# Overview

## Lecture 3: fMRI data manipulation in 3D: loading and plotting raw data in python

In this session, we will learn about fMRI data properties by manipulating and visualizing it.

# Goals for today

We will go over some important concepts of data manipulation and visualization in fMRI, including: 

- Neuroscience concepts
    - FMRI data format and meaning
    - How to manipulate and plot fMRI data
- Coding concepts
    - Plotting 3D images
    - Logical indexing
    - Setting matplotlib plotting parameters
- Datascience concepts
    - Normalizing data
    - Interactive plots (3d plots) 
    
We start by importing the packages we will use. 

In [None]:
# load the packages we will use:
import numpy as np
import matplotlib.pyplot as plt  # for visualization

# Set defaults for matplotlib plotting in the notebook
%matplotlib inline

### Loading Data
In the following we will load one run (also referred to as a scan) worth of fMRI data.


In [None]:
# Load the fMRI data
fname = '/home/jovyan/data/sub01_categories1_1.npy'
data = np.load(fname) 
data = data.astype('float32')

print('data.shape : ', data.shape)

The dimensions of the data are (X, Y, Z, T) (T is time, in TRs). Thus, there are 120 volumes (120 time points). Each volume has 30 horizontal or coronal slices with 100 x 100 pixels.

### Transpose data
The convention is to have the first dimension correspond to time. We will transpose the data to have now time be the first dimension. The new data will have dimensions corresponding to (T, Z, Y, X):

In [None]:
# Transpose data
data = data.T
print('data shape : ', data.shape)

### Arrays
  
Let's quickly review 1D, 2D and 3D arrays. We will create some example arrays using a function to generate numbers randomly. We will chose a generator that uses the uniform(0,1) distribution function.

In [None]:
# 1D array example:
A_1D = np.array(np.random.uniform(size = 5))
print(A_1D)

In [None]:
# 2D array example:
A_2D = np.array(np.random.uniform(size = (4,5)))
print(A_2D)

In [None]:
# 3D array example:
A_3D = np.array(np.random.uniform(size = (5,3,4)))
print(A_3D)

### Breakout session

Now pretend that A_3D corresponds to the measurement over 5 consecutive days (0,1,2,3 and 4) of the chance of rain at three times of the day (0 = morning, 1 = afternoon and 2 = evening) in four different cities (0 = Berkeley, 1 = New York, 2 = Paris, 3 = London). The dimension of A_3D is (5, 3, 4) corresponding to (Day, Time, City).

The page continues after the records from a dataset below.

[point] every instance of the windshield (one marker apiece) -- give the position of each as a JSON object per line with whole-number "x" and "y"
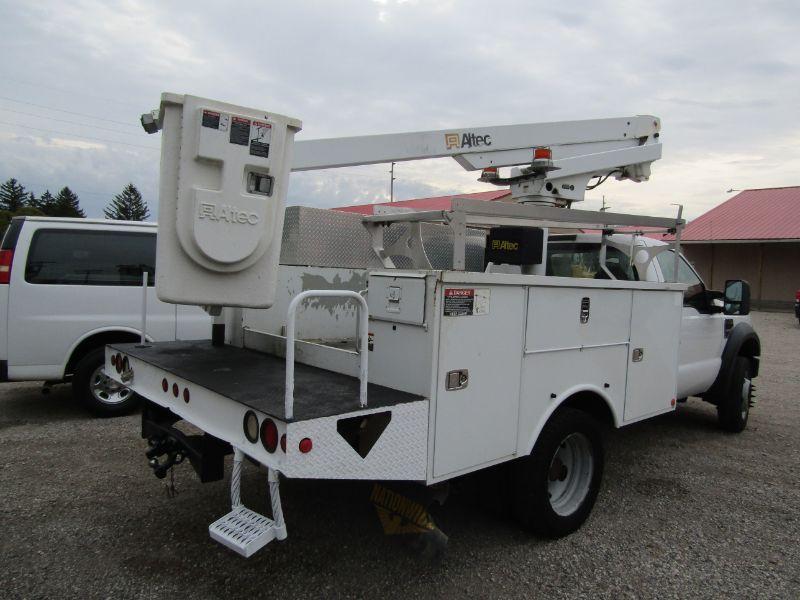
{"x": 572, "y": 259}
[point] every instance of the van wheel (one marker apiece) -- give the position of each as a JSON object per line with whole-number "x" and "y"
{"x": 556, "y": 486}
{"x": 100, "y": 394}
{"x": 734, "y": 410}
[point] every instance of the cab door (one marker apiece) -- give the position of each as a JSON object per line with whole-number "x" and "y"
{"x": 702, "y": 332}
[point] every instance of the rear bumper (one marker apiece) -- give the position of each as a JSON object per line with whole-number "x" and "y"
{"x": 399, "y": 451}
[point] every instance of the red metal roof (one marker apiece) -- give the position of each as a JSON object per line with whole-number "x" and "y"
{"x": 434, "y": 203}
{"x": 761, "y": 214}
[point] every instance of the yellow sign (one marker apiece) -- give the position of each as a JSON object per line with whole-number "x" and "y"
{"x": 504, "y": 245}
{"x": 399, "y": 514}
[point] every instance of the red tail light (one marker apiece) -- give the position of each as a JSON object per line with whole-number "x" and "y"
{"x": 6, "y": 258}
{"x": 269, "y": 435}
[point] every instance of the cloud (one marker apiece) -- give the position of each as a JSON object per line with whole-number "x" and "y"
{"x": 720, "y": 76}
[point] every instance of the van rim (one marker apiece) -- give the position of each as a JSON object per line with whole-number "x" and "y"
{"x": 106, "y": 390}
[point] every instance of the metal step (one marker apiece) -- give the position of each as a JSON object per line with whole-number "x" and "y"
{"x": 243, "y": 530}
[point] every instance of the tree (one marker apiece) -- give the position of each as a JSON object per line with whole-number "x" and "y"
{"x": 12, "y": 196}
{"x": 66, "y": 205}
{"x": 127, "y": 206}
{"x": 45, "y": 203}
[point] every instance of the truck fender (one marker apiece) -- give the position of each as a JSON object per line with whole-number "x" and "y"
{"x": 98, "y": 332}
{"x": 742, "y": 341}
{"x": 563, "y": 398}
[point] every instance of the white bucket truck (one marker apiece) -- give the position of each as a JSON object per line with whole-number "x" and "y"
{"x": 418, "y": 347}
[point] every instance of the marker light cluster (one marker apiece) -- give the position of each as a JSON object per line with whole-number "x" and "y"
{"x": 176, "y": 390}
{"x": 120, "y": 363}
{"x": 267, "y": 432}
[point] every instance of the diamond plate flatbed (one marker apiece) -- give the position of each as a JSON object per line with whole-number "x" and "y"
{"x": 258, "y": 380}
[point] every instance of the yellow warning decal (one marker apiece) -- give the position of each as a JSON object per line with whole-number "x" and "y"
{"x": 398, "y": 514}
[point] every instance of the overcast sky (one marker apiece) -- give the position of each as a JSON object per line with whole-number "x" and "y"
{"x": 723, "y": 77}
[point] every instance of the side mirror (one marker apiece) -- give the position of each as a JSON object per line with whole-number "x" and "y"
{"x": 737, "y": 297}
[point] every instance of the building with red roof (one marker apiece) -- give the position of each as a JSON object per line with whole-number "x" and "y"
{"x": 434, "y": 203}
{"x": 754, "y": 236}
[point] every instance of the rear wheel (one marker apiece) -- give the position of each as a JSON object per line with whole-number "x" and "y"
{"x": 734, "y": 410}
{"x": 98, "y": 392}
{"x": 556, "y": 486}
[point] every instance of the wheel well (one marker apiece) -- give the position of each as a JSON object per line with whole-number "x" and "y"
{"x": 593, "y": 404}
{"x": 750, "y": 348}
{"x": 96, "y": 341}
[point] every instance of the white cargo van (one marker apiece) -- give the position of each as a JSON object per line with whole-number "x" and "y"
{"x": 68, "y": 287}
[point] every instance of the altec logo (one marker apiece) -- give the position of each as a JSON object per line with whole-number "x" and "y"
{"x": 466, "y": 140}
{"x": 504, "y": 245}
{"x": 227, "y": 213}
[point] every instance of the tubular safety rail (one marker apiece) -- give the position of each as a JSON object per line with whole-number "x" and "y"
{"x": 363, "y": 334}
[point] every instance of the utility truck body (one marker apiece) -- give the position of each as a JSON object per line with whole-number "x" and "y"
{"x": 419, "y": 347}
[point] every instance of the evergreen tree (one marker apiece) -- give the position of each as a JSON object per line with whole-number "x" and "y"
{"x": 45, "y": 203}
{"x": 127, "y": 206}
{"x": 12, "y": 196}
{"x": 66, "y": 205}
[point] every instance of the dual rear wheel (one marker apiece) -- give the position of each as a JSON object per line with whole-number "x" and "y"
{"x": 556, "y": 486}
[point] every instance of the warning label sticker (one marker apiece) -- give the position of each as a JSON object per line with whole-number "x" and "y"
{"x": 462, "y": 302}
{"x": 211, "y": 119}
{"x": 260, "y": 137}
{"x": 215, "y": 120}
{"x": 240, "y": 131}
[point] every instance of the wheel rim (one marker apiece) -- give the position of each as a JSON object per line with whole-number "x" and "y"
{"x": 570, "y": 474}
{"x": 106, "y": 390}
{"x": 746, "y": 390}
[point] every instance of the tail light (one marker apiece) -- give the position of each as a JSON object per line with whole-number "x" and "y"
{"x": 305, "y": 445}
{"x": 269, "y": 435}
{"x": 6, "y": 258}
{"x": 250, "y": 426}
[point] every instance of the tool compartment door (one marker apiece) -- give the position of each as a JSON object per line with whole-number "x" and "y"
{"x": 653, "y": 353}
{"x": 480, "y": 333}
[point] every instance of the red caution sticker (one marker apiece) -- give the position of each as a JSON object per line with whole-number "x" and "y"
{"x": 462, "y": 302}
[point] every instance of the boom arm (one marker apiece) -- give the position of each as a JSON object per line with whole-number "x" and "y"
{"x": 580, "y": 150}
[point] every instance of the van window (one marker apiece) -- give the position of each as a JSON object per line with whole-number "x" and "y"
{"x": 72, "y": 257}
{"x": 583, "y": 260}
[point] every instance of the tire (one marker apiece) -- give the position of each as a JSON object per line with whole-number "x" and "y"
{"x": 556, "y": 486}
{"x": 98, "y": 393}
{"x": 734, "y": 410}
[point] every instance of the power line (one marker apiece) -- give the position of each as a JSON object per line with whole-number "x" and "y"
{"x": 80, "y": 136}
{"x": 38, "y": 184}
{"x": 69, "y": 112}
{"x": 19, "y": 112}
{"x": 66, "y": 91}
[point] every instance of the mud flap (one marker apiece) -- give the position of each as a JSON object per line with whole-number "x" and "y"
{"x": 403, "y": 510}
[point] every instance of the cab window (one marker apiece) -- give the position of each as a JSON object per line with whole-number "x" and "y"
{"x": 583, "y": 260}
{"x": 694, "y": 294}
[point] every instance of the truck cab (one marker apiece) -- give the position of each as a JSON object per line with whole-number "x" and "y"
{"x": 715, "y": 326}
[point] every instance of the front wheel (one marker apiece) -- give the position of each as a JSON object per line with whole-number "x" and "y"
{"x": 734, "y": 410}
{"x": 556, "y": 486}
{"x": 99, "y": 393}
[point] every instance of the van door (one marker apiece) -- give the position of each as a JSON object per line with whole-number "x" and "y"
{"x": 73, "y": 281}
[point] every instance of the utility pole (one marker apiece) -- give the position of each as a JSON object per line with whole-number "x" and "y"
{"x": 391, "y": 184}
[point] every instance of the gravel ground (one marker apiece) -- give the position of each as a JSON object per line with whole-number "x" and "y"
{"x": 685, "y": 510}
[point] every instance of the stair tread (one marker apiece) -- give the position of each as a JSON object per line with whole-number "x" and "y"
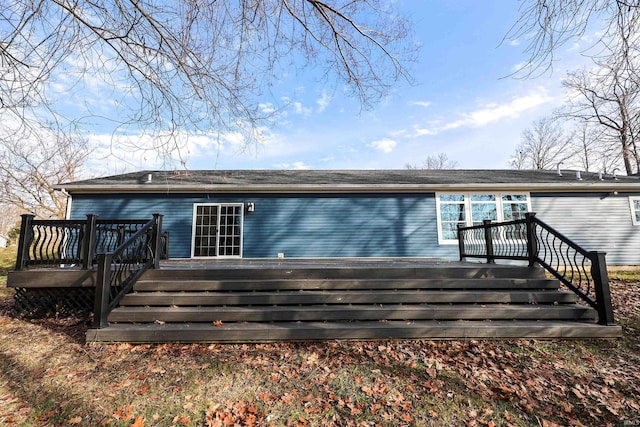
{"x": 344, "y": 297}
{"x": 265, "y": 332}
{"x": 291, "y": 284}
{"x": 356, "y": 312}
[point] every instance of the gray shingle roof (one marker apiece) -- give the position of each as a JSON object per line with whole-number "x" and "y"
{"x": 349, "y": 180}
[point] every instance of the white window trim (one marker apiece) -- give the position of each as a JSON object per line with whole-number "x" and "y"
{"x": 634, "y": 219}
{"x": 193, "y": 229}
{"x": 467, "y": 207}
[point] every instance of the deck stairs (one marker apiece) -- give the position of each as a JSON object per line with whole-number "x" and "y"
{"x": 306, "y": 302}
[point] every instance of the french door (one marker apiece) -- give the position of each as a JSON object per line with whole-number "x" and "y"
{"x": 217, "y": 230}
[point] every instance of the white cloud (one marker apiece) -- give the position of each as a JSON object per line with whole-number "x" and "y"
{"x": 421, "y": 103}
{"x": 298, "y": 108}
{"x": 267, "y": 108}
{"x": 489, "y": 113}
{"x": 294, "y": 165}
{"x": 385, "y": 145}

- Select the array c1 as the chance of rain in the evening for all 5 days in the four cities. 
- What is the dimension of c1?
- Print c1.
- Use plt.hist to plot the histogram of c1. Remember to use c1.flatten(). Label the x-axis and the y-axis appropriately (using plt.xlabel and plt.ylabel).


In [None]:
### STUDENT ANSWER


- Select the array c2 as the chance of rain in the first 3 days at all times in the four cities. 
- What is the dimension of c2?
- Print c2.
- Use plt.hist to plot the histogram of c2. Label the x-axis and the y-axis appropriately.

In [None]:
### STUDENT ANSWER


- Select the array c3 as the chance of rain in the last 4 days in the morning and afternoon in Paris and London. 
- What is the dimension of c3?
- Print c3.
- Use plt.hist to plot the histogram of c3. Label the x-axis and the y-axis appropriately.

In [None]:
### STUDENT ANSWER


- Select the array c4 as the chance of rain in all 5 days in the evening in Paris. 
- What is the dimension of c4?
- Print c4.
- Use plt.hist to plot the histogram of c4. Label the x-axis and the y-axis appropriately.
- This is a 1 dimensional signal that you can plot. Use plt.plot to plot the chance of rain for the 5 days. Label the axes appropriately.

In [None]:
### STUDENT ANSWER


### Plot the timecourse of a single voxel

Back to our data. This is a 4D matrix with the dimensions corresponding to Time, Z, Y and X.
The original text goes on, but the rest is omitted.